5L’après midi débute par l’intervention de Guillaume Heuguet qui propose une réflexion sur le site internet Youtube. La plateforme de vidéos en ligne est largement utilisée par les internautes pour écouter de la musique, prenant le relai des plateformes de streaming. En s’appuyant sur ses recherches – il rédige actuellement une thèse en communication « La transformation de la culture musicale par les entreprises du web contemporain » – et sur une démonstration à l’écran, Guillaume Heuguet expose le fonctionnement complexe de ce site internet, mais également son incidence sur nos pratiques d’écoute. En marge d’un discours général qui affirme la dématérialisation de la musique à l’heure du numérique, il s’agit ici de mettre en évidence une « rematérialisation » de la musique en ligne en soulignant le processus physique de stockage en dur ou la nécessité d’associer une illustration pour charger un fichier audio. Le dispositif de Youtube influence jusqu’à la production des musiciens et répond à la thèse adornienne de l'industrie culturelle comme « système ».

6Répondant à l’invitation d’Agnès Gayraud, Diederich Diederichsen reprend ensuite, en anglais, l’un de ses textes (2003 : 33) sur la relation complexe entretenue par Adorno avec les musiques populaires. Si l’ambition de cette journée est bien d’examiner l’actualité de la théorie adornienne en appréciant les critiques qu’elle formule à l’égard de la culture populaire, il s’agit cette fois de s’émanciper de l’affrontement habituel qui oppose Adorno aux musiques populaires. La réflexion de Diedrich Diedrichsen explore l’intuition selon laquelle, en dépit des critiques d’Adorno envers le jazz et le rock, la description qu’il en fait contient une certaine beauté dans sa justesse. Pour le dire autrement, après l’intervention de Diedrich Diedrichsen, il devient même possible de relire Adorno en écoutant de la techno.

Pour clôturer cette après-midi, Agnès Gayraud nous invite à réfléchir à la figure du « bon » auditeur, réapparu dans le discours critique des musiques pop actuelles.

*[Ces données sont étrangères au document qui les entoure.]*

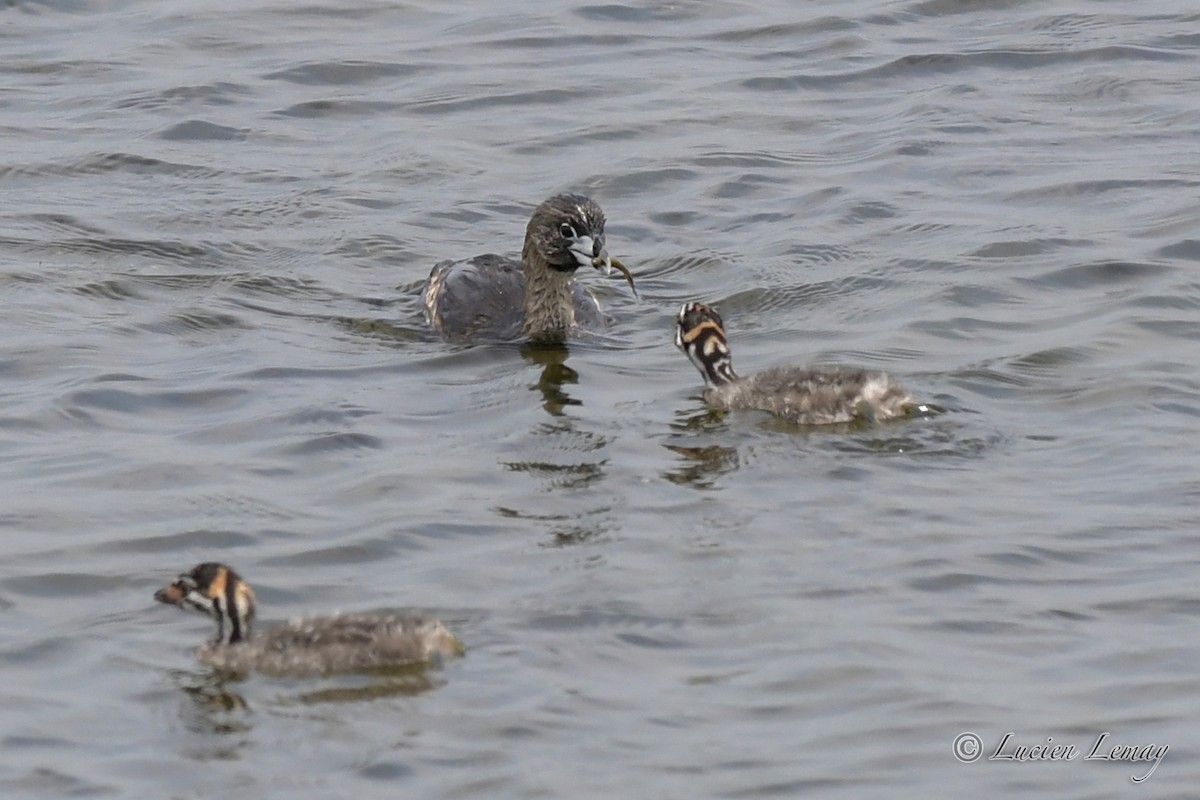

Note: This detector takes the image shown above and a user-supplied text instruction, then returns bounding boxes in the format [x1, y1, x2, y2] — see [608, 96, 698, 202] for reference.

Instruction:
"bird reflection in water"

Qu’est-ce qui distingue une écoute active d’une écoute passive ? Si la question fut posée par Adorno il y a plus de cinquante ans, la distinction semble aujourd’hui, dans un contexte de musique omniprésente, autrement plus complexe. Face à l'« anarchive » (S. Reynolds) aujourd'hui disponible sur internet, l'écoute active devient une pratique critique indispensable. Elle réintroduit cependant une forme d'élitisme traditionnellement reproché à Adorno. Mais contre cet élitisme, elle exige une conception esthétique des musiques populaires permettant d'en identifier l'histoire, les mouvements critiques, les avant-gardes, là où Adorno persiste à l'interpréter comme un simple folklore matraqué à échelle industrielle.